Mientras llegaba el día para reunirme con el cliente seguí notando señales de alarma. De un momento a otro al alma me llegaba la sensación de que algo estaba terriblemente mal y que jamás me podría recobrar de algo que estaba a punto de pasar. La sensación duraba minutos y era tortura pura. Casi como si te echaran el maleficio cruciauts en la mente. Era un tipo de dolor nuevo e infinitamente superior al dolor físico. O en ese momento me lo pareció. Días después, llegó a mí el equivalente de este dolor de mi mente a mi cuerpo, y fue como si llevara el infierno en mi interior y se estuviera esparciendo a través de mis poros.

La cosa era así: estaba haciendo cualquier actividad común y corriente y de repente una sensación extraña me recorría alguna extremidad hasta que el dolor me cubría todo el cuerpo. Lo único que podía sentir (porque para ese punto ya no tenía la habilidad de pensar) era que necesitaba amputarme todo el cuerpo.

Las cosas se empezaron a poner incluso más extrañas. De repente me encontraba en la universidad y cuando tomaba consciencia de mí otra vez, estaba en un lugar totalmente distinto. No recordaba cómo había llegado allí, qué había hecho o qué estaba haciendo. Hubo momentos en los que ni siquiera sabía qué día era.
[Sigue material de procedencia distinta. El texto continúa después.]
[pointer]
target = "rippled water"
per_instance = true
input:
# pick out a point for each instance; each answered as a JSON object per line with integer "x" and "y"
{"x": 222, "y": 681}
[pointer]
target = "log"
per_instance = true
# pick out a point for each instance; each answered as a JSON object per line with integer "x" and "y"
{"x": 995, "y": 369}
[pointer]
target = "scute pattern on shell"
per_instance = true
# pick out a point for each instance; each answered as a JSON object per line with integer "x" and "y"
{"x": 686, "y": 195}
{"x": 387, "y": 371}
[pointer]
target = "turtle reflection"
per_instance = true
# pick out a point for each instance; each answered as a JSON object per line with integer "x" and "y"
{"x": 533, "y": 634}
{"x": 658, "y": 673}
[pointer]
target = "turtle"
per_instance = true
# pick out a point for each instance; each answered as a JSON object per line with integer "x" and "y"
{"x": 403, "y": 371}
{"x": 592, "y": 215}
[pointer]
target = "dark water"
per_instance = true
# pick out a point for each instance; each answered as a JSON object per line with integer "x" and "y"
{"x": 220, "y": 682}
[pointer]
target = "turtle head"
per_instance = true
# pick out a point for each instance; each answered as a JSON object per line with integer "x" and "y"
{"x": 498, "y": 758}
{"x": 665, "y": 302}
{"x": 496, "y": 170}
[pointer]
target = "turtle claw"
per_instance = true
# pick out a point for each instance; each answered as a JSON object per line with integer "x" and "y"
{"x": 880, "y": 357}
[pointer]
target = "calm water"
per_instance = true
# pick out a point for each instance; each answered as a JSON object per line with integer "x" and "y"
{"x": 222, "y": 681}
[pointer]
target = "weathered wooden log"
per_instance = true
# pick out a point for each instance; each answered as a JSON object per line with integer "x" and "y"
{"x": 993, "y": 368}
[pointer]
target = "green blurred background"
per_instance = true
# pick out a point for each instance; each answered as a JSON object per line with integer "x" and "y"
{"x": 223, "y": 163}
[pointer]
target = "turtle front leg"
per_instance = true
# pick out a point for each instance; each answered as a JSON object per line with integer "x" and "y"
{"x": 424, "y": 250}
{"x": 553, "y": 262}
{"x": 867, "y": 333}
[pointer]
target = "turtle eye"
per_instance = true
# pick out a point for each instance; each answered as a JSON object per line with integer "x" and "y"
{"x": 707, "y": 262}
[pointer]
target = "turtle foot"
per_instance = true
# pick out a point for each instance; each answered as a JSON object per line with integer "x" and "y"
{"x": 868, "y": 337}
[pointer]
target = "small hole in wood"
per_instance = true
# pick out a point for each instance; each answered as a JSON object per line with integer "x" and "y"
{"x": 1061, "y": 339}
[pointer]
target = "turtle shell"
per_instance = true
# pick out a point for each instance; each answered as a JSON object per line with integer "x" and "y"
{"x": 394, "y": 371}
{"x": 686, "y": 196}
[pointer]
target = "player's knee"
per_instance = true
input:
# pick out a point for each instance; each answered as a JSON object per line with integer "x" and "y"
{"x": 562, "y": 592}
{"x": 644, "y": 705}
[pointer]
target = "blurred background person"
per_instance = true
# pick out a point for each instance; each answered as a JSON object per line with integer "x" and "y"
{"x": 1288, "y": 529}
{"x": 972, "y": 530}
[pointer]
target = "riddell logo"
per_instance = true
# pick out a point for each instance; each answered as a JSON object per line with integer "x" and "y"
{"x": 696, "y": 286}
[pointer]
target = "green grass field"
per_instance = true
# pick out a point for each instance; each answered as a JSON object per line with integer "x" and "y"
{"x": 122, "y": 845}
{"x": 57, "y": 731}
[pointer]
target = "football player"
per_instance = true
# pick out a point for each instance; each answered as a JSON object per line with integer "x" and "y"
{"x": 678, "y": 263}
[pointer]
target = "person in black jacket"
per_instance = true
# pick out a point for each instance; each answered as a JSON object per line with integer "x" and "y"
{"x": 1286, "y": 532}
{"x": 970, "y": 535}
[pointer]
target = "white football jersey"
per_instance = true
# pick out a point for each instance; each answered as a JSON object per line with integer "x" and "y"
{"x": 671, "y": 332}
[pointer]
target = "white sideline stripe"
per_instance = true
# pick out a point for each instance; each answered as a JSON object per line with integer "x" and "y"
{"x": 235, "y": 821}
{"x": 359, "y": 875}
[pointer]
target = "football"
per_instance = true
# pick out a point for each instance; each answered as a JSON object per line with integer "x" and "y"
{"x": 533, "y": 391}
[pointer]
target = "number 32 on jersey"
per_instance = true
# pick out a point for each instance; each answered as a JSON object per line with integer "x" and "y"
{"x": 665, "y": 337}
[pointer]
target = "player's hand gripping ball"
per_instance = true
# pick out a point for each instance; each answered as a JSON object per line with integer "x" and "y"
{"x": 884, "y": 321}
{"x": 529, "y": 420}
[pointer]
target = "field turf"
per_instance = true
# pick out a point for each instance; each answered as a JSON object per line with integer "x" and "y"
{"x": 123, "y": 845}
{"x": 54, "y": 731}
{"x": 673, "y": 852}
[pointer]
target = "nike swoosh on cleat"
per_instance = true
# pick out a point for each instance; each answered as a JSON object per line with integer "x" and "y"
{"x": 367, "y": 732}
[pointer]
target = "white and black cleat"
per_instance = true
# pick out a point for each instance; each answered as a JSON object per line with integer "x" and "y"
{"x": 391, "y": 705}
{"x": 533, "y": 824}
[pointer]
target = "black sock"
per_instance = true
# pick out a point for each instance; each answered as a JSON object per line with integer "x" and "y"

Así sucedió el día del encuentro con el cliente. Lo último que recuerdo antes de saberme hablando con él era que estaba en la clase donde explicaron el procedimiento que pronto iba a realizar en beneficio de mi cliente. Un segundo después, allí estábamos y yo sentía una extraña sensación de no tener control sobre mi cuerpo. Pero miento. En el fondo sabía que aquello que tomaba las decisiones seguía siendo parte de mí y que nunca se iría. En realidad, siempre lo supe. Y en ese momento, decidí dejarlo ganar.

Empecé con los hechos, ¿qué había pasado? ¿por qué había cometido ese acto que sabía que me iba a obligar a imponerle una sanción? Ahí empezaron las súplicas, lo que me obligó a pasar a la segunda etapa, ¿había alguna circunstancia que explicará por qué había cometido la falta? Trató de inventarse mil, pero le recordé que las situaciones en las que están permitidas cometer tal acción eran muy específicas y que por más que tratara de encontrar la manera de acomodar esas situaciones a sus motivaciones, nunca lo lograría.

Finalmente, le dije que había que pensar si se merecía el castigo. Decidimos que así era y por fin el momento para el que me había preparado había llegado. Salió perfectamente, tan perfectamente que de haberme visto el profesor, me habría puesto la máxima nota. Así que lo llamé y le mostré mi obra, le dije que era tal cual él nos habría enseñado.

Hasta el sol de hoy no entiendo lo que pasó. El profesor se puso histérico, más tarde le dijo a la policía que jamás en la vida había enseñado algo semejante a lo que yo acababa de hacer y que el día de esa clase me había desmayado y que ni siquiera presencié la explicación.

Pero yo no le creo, el recuerdo de esa clase está tan vívidamente en mi mente que la puedo recitar de memoria. Siempre he sido inteligente y sé con certeza que puedo confiar en mi mente.